Obama pledged support for Arab democratic change, called for more U.N. sanctions against Syrian leader Bashar al-Assad and urged Iran and North Korea to meet their nuclear obligations -- twin standoffs that have eluded his efforts at resolution.
Iran freed two Americans held for spying, in what President Mahmoud Ahmadinejad called a compassionate gesture before he addresses the United Nations on Thursday.
The Security Council could delay action on Abbas' request, giving the mediating "Quartet" -- the United States, Russia, the European Union and the United Nations -- more time to craft a declaration that could coax both sides back to the table.
South African President Jacob Zuma said his country, a Security Council member, fully supports Palestinian statehood.
Hanan Ashrawi, a senior Palestinian official, said Obama's speech was a real disappointment.
"You would think that the Palestinians are occupying Israel," she said, accusing Obama of being selective when upholding principles of freedom and self-determination.
"They apply to every Arab individual, but when it comes to Palestinians suffering from an oppressive foreign military occupation, somehow ... these principles do not apply. They only apply when Arabs rebel against their own oppressive regime."
Whatever happens at the United Nations, Palestinians will remain under Israeli occupation and any nominal state would lack recognized borders or real independence and sovereignty.
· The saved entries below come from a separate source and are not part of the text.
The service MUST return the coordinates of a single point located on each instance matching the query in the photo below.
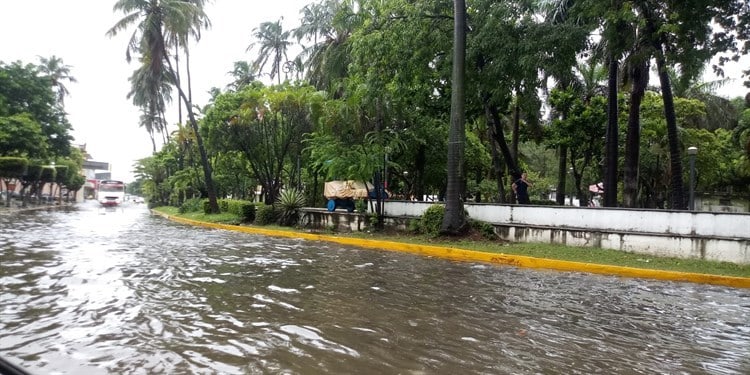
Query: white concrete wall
(704, 235)
(721, 224)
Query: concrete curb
(477, 256)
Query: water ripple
(127, 293)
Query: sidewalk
(484, 257)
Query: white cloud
(101, 115)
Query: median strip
(484, 257)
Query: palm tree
(153, 20)
(454, 221)
(57, 71)
(178, 31)
(327, 60)
(243, 75)
(274, 42)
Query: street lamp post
(692, 151)
(572, 182)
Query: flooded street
(124, 292)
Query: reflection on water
(122, 292)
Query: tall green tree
(151, 18)
(54, 68)
(454, 221)
(273, 43)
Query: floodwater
(124, 292)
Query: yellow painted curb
(478, 256)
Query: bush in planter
(265, 214)
(192, 205)
(288, 205)
(431, 220)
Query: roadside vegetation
(479, 240)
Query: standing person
(521, 188)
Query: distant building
(92, 170)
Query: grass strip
(536, 250)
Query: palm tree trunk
(213, 204)
(454, 221)
(675, 156)
(639, 75)
(562, 173)
(610, 177)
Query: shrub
(224, 205)
(192, 205)
(265, 214)
(360, 205)
(288, 205)
(245, 210)
(431, 220)
(486, 229)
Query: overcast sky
(101, 115)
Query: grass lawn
(549, 251)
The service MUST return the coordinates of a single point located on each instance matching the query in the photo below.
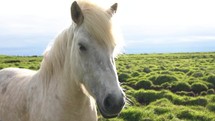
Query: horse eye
(82, 47)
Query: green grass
(161, 87)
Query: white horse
(77, 73)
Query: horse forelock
(98, 23)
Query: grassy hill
(159, 87)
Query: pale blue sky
(148, 26)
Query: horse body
(23, 98)
(77, 73)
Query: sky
(147, 26)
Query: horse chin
(106, 115)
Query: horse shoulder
(13, 88)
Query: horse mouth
(105, 114)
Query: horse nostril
(107, 102)
(113, 103)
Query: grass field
(160, 87)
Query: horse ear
(112, 9)
(76, 13)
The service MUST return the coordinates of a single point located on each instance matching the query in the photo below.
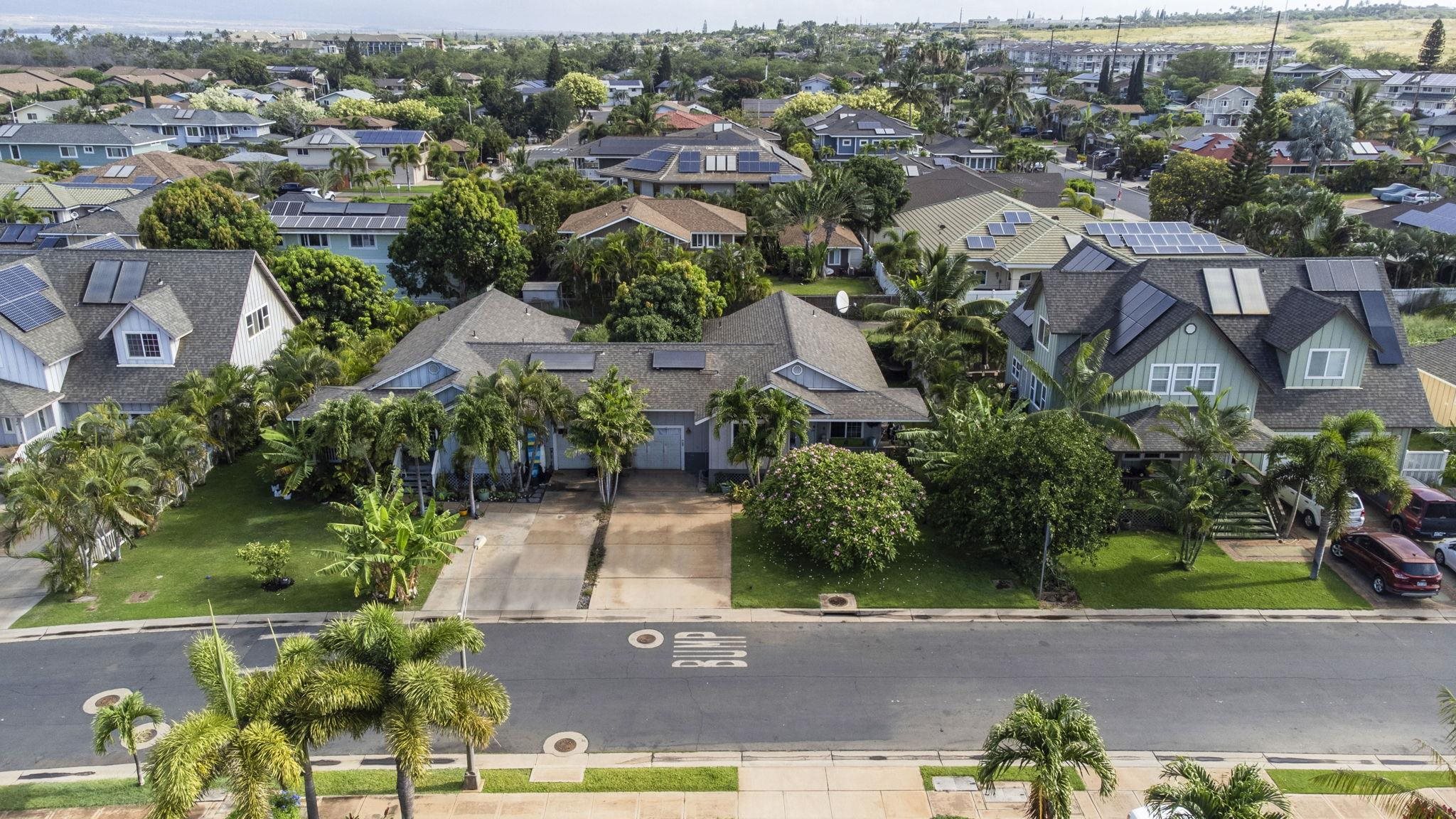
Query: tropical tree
(1054, 741)
(483, 427)
(1086, 391)
(414, 694)
(410, 158)
(232, 738)
(122, 720)
(1244, 796)
(1350, 454)
(414, 424)
(611, 423)
(383, 547)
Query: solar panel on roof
(565, 362)
(102, 282)
(1142, 305)
(679, 359)
(129, 284)
(1382, 328)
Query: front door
(663, 452)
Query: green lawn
(1303, 781)
(928, 773)
(855, 286)
(1139, 572)
(190, 560)
(929, 577)
(43, 796)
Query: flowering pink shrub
(846, 509)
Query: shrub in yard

It is a measure of their desperation that they are pressing on with an initiative that could incur financial retribution from Israel and the United States.
In his speech to the General Assembly, Ban asked governments to show solidarity in meeting "extraordinary challenges" for the world body, from climate change to peacekeeping.
"Without resources, we cannot deliver. Today, I ask governments that have traditionally borne the lion's share of the costs to not flag in their generosity," he declared, pledging to streamline U.N. budgets to "do more with less."